Ataki duszności z 1 dziennie dochodziły do kilku i lekarz w rozmowie z nami zdecydowal sie na stałe podłączenie morfiny + ( mydocainy? ) Ucieszylismy sie ze tato bedzie mniej odczuwał duszności i przejdziemy to bardziej łagodnie.
Niestety !
Tato miewał chwile utraty świadomości ale generalnie niezauważalne.
Do końca był świadomy ale niestety nie mógł juz mówić i komunikować nam co sie dzieje.
Czuwalismy przy nim 24h na dobę i kiedy przyszedł atak pozbawiający go przytomnosci uznalismy ze to ta chwila. Lekarz potwierdził i kazał czekać.
Ojciec konał 7,5 godziny odzyskując świadomość i z rzadka ja tracąc.

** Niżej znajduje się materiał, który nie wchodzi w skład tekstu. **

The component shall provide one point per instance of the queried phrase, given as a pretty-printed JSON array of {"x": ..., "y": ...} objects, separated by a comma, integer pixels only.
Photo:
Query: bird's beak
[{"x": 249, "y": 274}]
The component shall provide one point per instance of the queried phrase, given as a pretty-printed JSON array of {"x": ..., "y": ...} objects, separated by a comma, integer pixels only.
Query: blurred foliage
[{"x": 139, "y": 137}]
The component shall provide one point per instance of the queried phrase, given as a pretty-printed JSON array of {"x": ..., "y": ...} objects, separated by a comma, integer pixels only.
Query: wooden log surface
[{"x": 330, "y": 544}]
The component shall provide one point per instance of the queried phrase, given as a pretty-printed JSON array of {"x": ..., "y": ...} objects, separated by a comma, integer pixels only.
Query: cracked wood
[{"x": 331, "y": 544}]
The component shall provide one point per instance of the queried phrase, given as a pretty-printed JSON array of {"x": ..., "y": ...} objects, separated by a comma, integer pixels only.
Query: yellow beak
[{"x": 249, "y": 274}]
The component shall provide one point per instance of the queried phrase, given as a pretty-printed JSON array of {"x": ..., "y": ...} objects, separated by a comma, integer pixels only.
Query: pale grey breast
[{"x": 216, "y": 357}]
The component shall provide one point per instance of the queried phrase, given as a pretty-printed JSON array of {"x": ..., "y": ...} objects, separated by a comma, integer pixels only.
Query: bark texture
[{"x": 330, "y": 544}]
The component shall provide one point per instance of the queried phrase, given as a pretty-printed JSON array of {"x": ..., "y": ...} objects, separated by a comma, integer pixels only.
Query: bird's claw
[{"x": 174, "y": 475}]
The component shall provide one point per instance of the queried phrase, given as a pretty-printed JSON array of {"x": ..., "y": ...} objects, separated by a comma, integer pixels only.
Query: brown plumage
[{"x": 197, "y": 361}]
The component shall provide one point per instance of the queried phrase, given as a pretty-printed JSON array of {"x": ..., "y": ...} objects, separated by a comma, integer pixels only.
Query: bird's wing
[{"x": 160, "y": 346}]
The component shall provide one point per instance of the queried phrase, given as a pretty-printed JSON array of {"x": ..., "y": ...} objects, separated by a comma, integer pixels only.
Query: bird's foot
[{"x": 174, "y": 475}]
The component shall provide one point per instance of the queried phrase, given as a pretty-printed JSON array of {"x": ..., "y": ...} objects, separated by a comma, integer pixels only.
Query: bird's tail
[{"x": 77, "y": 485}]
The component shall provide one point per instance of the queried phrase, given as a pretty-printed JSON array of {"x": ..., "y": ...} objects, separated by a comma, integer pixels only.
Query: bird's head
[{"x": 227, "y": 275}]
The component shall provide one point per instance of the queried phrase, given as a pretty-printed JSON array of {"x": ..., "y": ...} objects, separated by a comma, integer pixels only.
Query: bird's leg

Pierwsze 2 godziny bylismy pewni ze to agonia, kiedy zorientowalismy się że nie przezyliśmy ogromna traumę. Tato nie mógł mówić a my "pomagalismy" mu przytrzymujac kiedy był w pełni swiadomy i przechodził kolejny atak ....Tak nas przygotowali na śmierć lekarze specjalisci ! Chodzilismy przy ojcu na rzęsach i jeszcze troche a nas odwieziono by na sygnale do psychiatryka.... Do końca życia bym sobie tych chwil nie wybaczyl gdyby nie mozliwość " jakiejś" komunikacji i machajaca na uspokojenie ręka mojego konajacego ojca.
Historie samej choroby opisałem w skrócie.
Najważniejsze jest to aby pytać lekarzy lub nawet pielęgniarki o to jak to moze wygladać. Oni dobrze wiedzą ! Niestety nie umieja rozmawiać lub świadomie omijaja temat.
My bylismy poinformowani że śmierć moze nastąpić w "każdej chwili" .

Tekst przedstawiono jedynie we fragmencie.